Picture by FreePik
Increasingly less predictable demand, increasingly “green” products requested by the market and recurring supply chain issues are forcing manufacturing companies to review their production systems with various strategies, technologies and business models in order to rapidly adapt to the market while optimizing costs and reducing environmental impact.
Maurizio Cacciamani
Companies require integrated solutions for more efficient, flexible and, most of all, sustainable quality productions, but also services such as servitisation, such as, for example, those offered by two Japanese automation leaders Mitsubishi Electric and Omron.
Digitalisation requires a lot of energy and open exchange between departments that can bring different know-how but also different needs. The results in Gewiss - explains Laura Onorati – have been combatting waste with optimised packaging, the emergence of innovative ideas, and the development of new skills and new solutions which are constantly updated.
Thinking about the service economy, servitisation, according to Mauro Paretti (Syncron), is a tool that creates a long-term relationship between supplier and customer, as it leads to the sharing of objectives.

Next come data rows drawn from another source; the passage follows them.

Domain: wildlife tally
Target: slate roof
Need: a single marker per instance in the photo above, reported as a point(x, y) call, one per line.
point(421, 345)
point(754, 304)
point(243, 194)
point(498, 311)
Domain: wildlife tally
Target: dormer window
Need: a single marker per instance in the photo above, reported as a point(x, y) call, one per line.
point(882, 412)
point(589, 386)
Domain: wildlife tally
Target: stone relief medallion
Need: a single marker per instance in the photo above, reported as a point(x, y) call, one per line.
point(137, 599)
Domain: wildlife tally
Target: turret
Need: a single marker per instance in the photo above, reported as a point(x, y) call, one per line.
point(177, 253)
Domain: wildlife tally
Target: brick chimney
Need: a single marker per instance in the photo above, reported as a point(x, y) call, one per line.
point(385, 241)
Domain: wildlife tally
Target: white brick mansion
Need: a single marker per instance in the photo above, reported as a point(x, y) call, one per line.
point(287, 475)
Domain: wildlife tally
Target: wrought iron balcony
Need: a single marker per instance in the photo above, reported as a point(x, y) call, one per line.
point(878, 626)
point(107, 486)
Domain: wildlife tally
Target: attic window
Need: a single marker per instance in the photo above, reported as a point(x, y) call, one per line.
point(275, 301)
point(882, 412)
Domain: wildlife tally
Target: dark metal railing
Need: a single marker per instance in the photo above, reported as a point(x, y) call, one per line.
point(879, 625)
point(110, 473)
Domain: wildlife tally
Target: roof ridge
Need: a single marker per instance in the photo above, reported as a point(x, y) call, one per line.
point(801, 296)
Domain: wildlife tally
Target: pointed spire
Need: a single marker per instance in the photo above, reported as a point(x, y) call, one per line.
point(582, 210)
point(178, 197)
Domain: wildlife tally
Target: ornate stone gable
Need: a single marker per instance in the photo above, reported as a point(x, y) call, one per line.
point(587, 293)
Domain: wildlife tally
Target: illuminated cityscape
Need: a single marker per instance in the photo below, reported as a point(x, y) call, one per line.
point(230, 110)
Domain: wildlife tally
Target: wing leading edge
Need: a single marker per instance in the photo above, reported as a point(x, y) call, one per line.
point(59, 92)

To do this, it’s necessary to have an integrated, transparent and versatile platform across the entire supply chain on which to converge reliable price, availability and location data: all this is a prerequisite for operating in sectors such as packaging.
The value of the date is fundamental but, for Iacopo Carreras (ThinkIN), there’s a discrepancy between planning data and the data obtained in production. The gap can be bridged thanks to IoT, which makes it possible to control in real time what is happening in production even from another location. The data collected is then measured and processed, thanks to the help of IA.
Sustainability plays an important role; it’s one of the factors taken into consideration by banks in granting financing to companies that now have to comply with established sustainability KPIs: this, for Veronica Bovo, (Hind) means in concrete creating a corporate culture not only within the company but also with regards to its customers who often, being SMEs, have problems in managing sustainability.
According to Anna De Carolis (Milan Polytechnic), to be sustainable, products need to be designed anticipating the future lives for them, for example using waste as raw materials for other sectors.
NOTE: This article has been written drawing freely from the "Verso una produzione efficiente e sostenibile: il ruolo dell’innovazione, della robotica e dei servizi" (Towards an efficient and sustainable production: the role of innovation, robotics and services) round table coordinated by Mauro Bellini, (ESG 360) held at the Industry4.0 360SummIT Forum.